The results show that pretreatment with 3,5-O-dicaffeoylquinic acid at a concentration of 400 μg/mL significantly reduces the ROS fluorescence intensity of the cells compared to the alcohol-treated group (model group). Fluorescence intensity increases with the ROS level. The fluorescence intensity of the model group treated with alcohol is significantly higher than that of the control group, while the fluorescence intensity of ROS in the group treated with 3,5-O-dicaffeoylquinic acid is weaker than that of the model group, and it gradually weakens with the increase of drug concentration. The results of flow cytometry show that, compared with the control group, after alcohol damage, the peak fluorescence intensity of the model group shifts significantly to the left, and the percentage of ROS-positive cells increases by 34.15%, indicating that alcohol can stimulate cells to produce ROS and cause damage. After pretreatment with drugs of different concentrations, as the drug concentration increases, the peak fluorescence intensity shifts significantly to the right, indicating that the drug can reduce the damaging effect of alcohol on cells caused by ROS.

The results show that alcohol can affect the intracellular antioxidant system, resulting in a significant increase in MDA levels and a significant decrease in SOD and CAT activity and GSH levels. After pretreatment with 3,5-O-dicaffeoylquinic acid at different concentrations, the MDA content in cells significantly reduces, with the most significant effect at a concentration of 200 μg/mL. Furthermore, concentrations of 100-600 μg/mL can significantly restore the activity of SOD and CAT in cells, which mitigates the oxidative damage to cells. In addition, after pretreatment with 3,5-O-dicaffeoylquinic acid (400 μg/mL), the GSH content increases from 53.39±2.16 mg/g protein to 82.14±1.67 mg/g protein.

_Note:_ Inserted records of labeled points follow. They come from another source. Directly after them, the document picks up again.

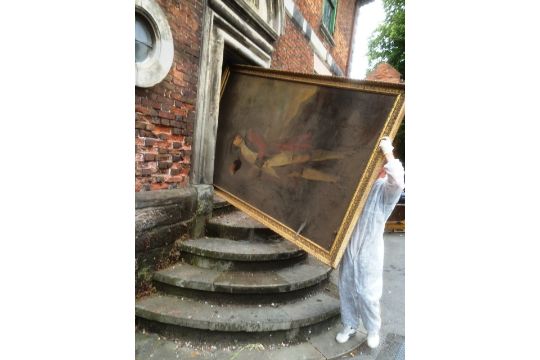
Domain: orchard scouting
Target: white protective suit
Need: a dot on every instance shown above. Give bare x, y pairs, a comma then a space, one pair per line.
361, 271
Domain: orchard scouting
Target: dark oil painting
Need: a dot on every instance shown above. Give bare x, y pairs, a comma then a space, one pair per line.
294, 149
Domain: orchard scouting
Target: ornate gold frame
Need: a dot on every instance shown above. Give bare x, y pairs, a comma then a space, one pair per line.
391, 126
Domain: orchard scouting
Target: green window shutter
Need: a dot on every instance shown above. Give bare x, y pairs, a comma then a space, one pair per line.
329, 14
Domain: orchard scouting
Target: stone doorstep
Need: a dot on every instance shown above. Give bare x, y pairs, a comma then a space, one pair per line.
237, 219
299, 276
242, 250
319, 347
182, 311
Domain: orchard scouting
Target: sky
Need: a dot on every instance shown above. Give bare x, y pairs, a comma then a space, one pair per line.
370, 16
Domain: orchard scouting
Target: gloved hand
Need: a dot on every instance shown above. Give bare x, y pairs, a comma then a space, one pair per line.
386, 145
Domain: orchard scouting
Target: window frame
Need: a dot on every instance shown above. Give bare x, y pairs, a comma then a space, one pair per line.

The results show that pretreatment with 3,5-O-dicaffeoylquinic acid at a concentration of 400 μg/mL significantly reduces the fluorescence intensity of apoptosis compared with the alcohol-treated group. The fluorescence intensity increases with the increase of apoptosis. The fluorescence intensity of the alcohol-treated model group is significantly higher than that of the control group, while the fluorescence intensity of apoptosis after 3,5-O-dicaffeoylquinic acid pretreatment is weaker than that of the model group. Apoptosis results show that in the control group, the cell survival rate is as high as 91.94%; after alcoholic damage, the cell survival rate decreases significantly, and the ratio of apoptosis to necrosis increases significantly. After pretreatment with drug of different concentrations, the cell survival rate gradually increases with the increase in drug concentration, indicating that the drug can improve the alcoholic damage to cells.

The above is only intended to explain some embodiments of the present disclosure, and it is not intended to limit the present disclosure in any way. Therefore, any modifications or changes related to the present disclosure made in the same inventive spirit should still be included in the scope of the present disclosure.